[Corpora-List] Communicator corpora parsed?

David Reitter david.reitter at gmail.com
Fri Jul 15 16:11:02 CEST 2005

I received two replies to my earlier question regarding the
availability of syntactic annotations of the DARPA Communicator
corpus and of other spoken dialogue corpora.
Both Sandra Kübler at Tübingen and Detmar Meurers at Ohio State
recommended the Verbmobil treebanks, which contain spoken dialogue in
German, English and Japanese. They are available via


A newer version of the German treebank is in preparation.

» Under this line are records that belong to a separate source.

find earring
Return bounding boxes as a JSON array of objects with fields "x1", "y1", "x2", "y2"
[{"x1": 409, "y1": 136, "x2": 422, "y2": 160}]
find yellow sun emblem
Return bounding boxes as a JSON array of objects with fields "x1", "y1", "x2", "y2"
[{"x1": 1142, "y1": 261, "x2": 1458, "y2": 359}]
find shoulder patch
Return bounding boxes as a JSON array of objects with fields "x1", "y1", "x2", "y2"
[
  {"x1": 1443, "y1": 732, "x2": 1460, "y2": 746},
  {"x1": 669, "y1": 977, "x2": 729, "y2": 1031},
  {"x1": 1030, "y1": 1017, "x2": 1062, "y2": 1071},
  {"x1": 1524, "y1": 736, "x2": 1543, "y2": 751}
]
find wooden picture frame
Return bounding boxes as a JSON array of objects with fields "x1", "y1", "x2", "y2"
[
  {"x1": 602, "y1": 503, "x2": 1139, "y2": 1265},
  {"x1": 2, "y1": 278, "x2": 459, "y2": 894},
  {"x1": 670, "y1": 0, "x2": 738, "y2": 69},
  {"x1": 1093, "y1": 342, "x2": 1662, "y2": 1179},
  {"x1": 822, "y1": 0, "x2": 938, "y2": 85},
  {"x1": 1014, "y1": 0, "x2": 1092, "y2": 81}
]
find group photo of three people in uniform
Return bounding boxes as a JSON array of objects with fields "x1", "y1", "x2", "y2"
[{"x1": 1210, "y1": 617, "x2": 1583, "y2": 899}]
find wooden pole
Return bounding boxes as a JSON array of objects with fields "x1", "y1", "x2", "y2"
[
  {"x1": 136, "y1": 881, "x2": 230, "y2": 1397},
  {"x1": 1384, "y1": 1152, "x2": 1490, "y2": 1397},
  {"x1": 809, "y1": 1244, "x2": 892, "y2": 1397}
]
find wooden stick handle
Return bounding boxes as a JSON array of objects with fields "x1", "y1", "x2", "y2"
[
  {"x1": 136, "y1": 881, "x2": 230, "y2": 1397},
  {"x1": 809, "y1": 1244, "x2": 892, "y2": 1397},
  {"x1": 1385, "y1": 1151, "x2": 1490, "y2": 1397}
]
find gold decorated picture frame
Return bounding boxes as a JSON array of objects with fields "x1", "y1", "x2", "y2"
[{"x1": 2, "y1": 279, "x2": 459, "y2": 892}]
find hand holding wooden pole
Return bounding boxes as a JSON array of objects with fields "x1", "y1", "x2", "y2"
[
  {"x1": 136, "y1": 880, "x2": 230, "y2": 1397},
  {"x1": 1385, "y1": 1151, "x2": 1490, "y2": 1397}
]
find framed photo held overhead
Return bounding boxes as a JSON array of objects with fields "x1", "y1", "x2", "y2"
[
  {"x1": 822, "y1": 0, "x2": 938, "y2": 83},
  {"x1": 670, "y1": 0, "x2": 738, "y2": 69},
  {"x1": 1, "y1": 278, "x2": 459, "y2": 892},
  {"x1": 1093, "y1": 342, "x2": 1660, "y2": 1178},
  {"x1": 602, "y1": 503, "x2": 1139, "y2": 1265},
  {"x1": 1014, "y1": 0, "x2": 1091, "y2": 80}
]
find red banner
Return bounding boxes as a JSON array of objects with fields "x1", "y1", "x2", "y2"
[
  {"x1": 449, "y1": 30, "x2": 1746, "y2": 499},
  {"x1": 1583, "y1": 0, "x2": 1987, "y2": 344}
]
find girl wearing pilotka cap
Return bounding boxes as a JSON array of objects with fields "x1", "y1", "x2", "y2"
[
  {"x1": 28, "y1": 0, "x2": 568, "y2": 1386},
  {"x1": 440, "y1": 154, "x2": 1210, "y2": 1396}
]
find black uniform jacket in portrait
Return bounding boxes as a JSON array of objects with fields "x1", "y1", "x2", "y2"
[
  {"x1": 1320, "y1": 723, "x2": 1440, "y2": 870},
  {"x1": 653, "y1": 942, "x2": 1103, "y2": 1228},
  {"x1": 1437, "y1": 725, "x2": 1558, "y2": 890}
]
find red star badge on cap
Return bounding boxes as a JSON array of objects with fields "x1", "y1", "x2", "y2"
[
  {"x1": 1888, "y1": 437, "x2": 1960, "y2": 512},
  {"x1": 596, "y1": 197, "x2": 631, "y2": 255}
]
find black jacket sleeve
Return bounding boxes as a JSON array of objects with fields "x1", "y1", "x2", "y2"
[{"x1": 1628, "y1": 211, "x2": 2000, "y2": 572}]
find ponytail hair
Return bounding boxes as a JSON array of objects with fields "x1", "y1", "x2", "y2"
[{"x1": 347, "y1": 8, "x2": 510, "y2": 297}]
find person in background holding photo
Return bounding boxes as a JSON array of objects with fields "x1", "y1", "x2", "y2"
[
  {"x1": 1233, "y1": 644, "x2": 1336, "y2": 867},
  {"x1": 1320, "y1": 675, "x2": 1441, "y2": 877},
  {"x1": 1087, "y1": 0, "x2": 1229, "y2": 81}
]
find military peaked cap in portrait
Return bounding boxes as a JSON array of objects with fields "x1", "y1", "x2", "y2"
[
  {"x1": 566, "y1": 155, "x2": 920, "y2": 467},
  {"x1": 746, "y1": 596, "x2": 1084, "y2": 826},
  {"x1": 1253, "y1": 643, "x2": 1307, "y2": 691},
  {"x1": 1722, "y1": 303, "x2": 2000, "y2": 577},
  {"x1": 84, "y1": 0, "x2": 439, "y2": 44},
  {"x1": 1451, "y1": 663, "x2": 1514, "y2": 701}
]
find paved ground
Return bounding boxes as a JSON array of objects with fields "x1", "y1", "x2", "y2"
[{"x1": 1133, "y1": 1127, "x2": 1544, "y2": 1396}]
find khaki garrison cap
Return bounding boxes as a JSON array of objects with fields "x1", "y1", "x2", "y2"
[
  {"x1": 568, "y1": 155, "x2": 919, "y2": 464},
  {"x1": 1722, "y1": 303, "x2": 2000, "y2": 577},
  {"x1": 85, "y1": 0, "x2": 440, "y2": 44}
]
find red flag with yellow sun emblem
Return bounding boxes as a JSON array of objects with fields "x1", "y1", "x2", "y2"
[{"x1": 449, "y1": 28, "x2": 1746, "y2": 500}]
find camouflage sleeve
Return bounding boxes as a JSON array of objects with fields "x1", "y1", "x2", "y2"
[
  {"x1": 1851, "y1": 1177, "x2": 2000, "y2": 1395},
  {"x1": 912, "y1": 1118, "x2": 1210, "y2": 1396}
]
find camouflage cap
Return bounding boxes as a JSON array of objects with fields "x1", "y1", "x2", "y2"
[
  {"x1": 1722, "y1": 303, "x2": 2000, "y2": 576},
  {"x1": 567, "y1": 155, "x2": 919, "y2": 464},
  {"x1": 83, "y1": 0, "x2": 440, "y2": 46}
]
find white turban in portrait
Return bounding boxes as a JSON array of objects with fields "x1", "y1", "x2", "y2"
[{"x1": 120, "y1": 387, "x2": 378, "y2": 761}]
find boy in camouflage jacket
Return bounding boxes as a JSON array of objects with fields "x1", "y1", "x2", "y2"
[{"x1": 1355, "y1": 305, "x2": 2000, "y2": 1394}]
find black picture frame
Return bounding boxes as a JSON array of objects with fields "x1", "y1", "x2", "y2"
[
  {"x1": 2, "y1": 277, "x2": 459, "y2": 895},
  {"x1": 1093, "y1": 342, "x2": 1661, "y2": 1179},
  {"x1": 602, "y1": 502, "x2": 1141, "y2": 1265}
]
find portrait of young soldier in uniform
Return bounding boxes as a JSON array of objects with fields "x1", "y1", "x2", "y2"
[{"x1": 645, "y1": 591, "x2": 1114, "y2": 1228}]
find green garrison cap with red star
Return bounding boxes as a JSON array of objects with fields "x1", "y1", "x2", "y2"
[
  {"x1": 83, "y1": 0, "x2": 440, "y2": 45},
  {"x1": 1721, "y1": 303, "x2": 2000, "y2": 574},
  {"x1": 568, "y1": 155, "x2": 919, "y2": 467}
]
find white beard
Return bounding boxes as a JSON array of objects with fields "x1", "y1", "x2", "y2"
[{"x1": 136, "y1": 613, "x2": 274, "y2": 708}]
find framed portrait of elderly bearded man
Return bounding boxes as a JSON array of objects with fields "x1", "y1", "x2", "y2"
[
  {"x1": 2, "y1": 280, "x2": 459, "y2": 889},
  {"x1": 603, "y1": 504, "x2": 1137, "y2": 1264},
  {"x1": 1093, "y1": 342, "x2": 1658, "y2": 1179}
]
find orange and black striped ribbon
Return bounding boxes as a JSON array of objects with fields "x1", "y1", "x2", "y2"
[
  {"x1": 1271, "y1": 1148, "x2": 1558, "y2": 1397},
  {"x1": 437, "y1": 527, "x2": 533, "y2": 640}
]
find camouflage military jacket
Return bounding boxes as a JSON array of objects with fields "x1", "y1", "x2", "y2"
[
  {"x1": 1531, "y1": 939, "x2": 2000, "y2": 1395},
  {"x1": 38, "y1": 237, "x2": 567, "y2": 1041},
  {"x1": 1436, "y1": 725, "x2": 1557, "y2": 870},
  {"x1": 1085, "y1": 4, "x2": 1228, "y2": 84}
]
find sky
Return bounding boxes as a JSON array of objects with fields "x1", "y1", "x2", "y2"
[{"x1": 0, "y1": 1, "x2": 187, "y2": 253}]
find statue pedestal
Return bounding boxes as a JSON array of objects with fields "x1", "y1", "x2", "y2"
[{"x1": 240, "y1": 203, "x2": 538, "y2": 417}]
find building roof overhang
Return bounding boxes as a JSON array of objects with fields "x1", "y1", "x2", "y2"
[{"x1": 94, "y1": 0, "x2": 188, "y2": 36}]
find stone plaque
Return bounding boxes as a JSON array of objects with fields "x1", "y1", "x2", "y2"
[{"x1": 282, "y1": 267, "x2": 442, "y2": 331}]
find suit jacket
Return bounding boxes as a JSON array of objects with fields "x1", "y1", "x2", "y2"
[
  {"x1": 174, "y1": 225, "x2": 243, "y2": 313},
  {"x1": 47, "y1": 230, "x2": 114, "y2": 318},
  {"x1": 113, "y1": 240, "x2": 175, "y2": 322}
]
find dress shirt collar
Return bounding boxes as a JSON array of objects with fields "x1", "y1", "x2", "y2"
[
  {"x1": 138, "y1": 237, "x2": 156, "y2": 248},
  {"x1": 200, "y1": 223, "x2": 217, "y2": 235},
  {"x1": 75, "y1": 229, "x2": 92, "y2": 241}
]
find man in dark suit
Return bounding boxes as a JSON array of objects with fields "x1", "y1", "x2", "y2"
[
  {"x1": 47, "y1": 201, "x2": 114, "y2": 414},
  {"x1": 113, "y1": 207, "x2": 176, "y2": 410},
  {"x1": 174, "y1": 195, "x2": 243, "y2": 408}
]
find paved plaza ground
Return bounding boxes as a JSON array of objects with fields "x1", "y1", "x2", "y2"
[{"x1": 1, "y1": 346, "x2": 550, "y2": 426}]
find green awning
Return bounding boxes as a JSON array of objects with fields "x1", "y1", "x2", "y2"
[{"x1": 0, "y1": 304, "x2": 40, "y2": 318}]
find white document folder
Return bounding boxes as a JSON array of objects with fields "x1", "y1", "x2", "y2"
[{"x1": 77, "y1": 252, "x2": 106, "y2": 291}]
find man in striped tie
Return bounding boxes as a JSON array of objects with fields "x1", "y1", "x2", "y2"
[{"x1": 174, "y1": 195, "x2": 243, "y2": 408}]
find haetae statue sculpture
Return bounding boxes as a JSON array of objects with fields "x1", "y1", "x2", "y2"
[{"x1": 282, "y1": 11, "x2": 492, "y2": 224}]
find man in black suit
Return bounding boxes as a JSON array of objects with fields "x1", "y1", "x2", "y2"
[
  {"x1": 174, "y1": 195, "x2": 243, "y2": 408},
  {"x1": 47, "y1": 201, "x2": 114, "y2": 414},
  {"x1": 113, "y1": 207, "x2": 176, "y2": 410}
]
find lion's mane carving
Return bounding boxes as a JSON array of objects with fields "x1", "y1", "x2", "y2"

As a side note: many (if not most) of the non-canned, spontaneous
speech in Communicator consists of very short utterances. In
contrast, the Maptask corpus (developed here at HCRC, Edinburgh;
spoken human-human dialogue) has a lot to offer in terms of syntax

Thanks for the replies.

> is anyone aware of syntactic annotations of the (e.g. DARPA)

> Communicator corpus, or similar large, task-oriented human/machine

> or human/human dialogue corpora?

> I'm looking for tree structures, and atomic categories such as VP

> or PP would do just fine. I could work with non-perfect (i.e.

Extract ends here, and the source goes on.